Selective Immigration
One lesson from the American experience is that civic identities can be powerful if they are tied to concrete institutions and stories. Citizenship oaths that reference constitutions, civic education that explains the importance of free speech, secularism, and gender equality, and public ceremonies that treat naturalization as a serious rite of passage all help. Civic religion cannot be manufactured on command, but politicians can at least stop undermining their own histories.

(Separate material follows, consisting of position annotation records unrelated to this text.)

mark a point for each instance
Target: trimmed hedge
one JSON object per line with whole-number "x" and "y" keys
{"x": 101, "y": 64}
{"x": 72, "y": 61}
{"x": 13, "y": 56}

At the same time, Europe should be honest about selectivity. In The Culture Transplant, Garrett Jones argues that migrants carry persistent cultural traits, including norms around trust and cooperation, that shape the long run quality of institutions in receiving countries. Countries that admit large numbers of people from societies with low social trust and weak institutions risk importing those problems. Applied to Europe, this suggests a more modest, targeted model. Instead of treating all inflows as morally equivalent, European states should prioritize migrants whose skills and cultural backgrounds make successful integration likely: people with relevant languages, skills, and evidence of respect for liberal norms. That is not racism. It is an attempt to preserve fragile liberal institutions that will not easily be rebuilt once lost.
Conclusion
The Titanic image helps sort big problems from small ones. Policy tweaks to relocation quotas, asylum processing, and NGO rules are deck chairs. The iceberg is identity and demography. Immigration, especially from culturally distant societies, is not the iceberg itself, but it makes the collision imminent by forcing questions of “who we are” and “who can join us” that Europe has tried to avoid. The United States has done better at assimilation because it offers a clear, value based identity anchored in a revered constitution. Europe often does not know what it is asking people to become. A culture of misdirected empathy and misplaced historical guilt leaves elites morally disarmed in the face of large scale migration. Aging populations mean immigration cannot simply be turned off. The real task is to shape who comes, under what conditions, and into what story.
Political leaders are not pastors. Their job is not to make everyone feel included at all times, but to ensure human flourishing for the people and community that comprises their demos. Sometimes that requires being “mean” at the border in order to be kind to the polity. Empathy ordered properly begins at home and radiates outward. Only once the ship is righted can we properly enjoy our transatlantic journey.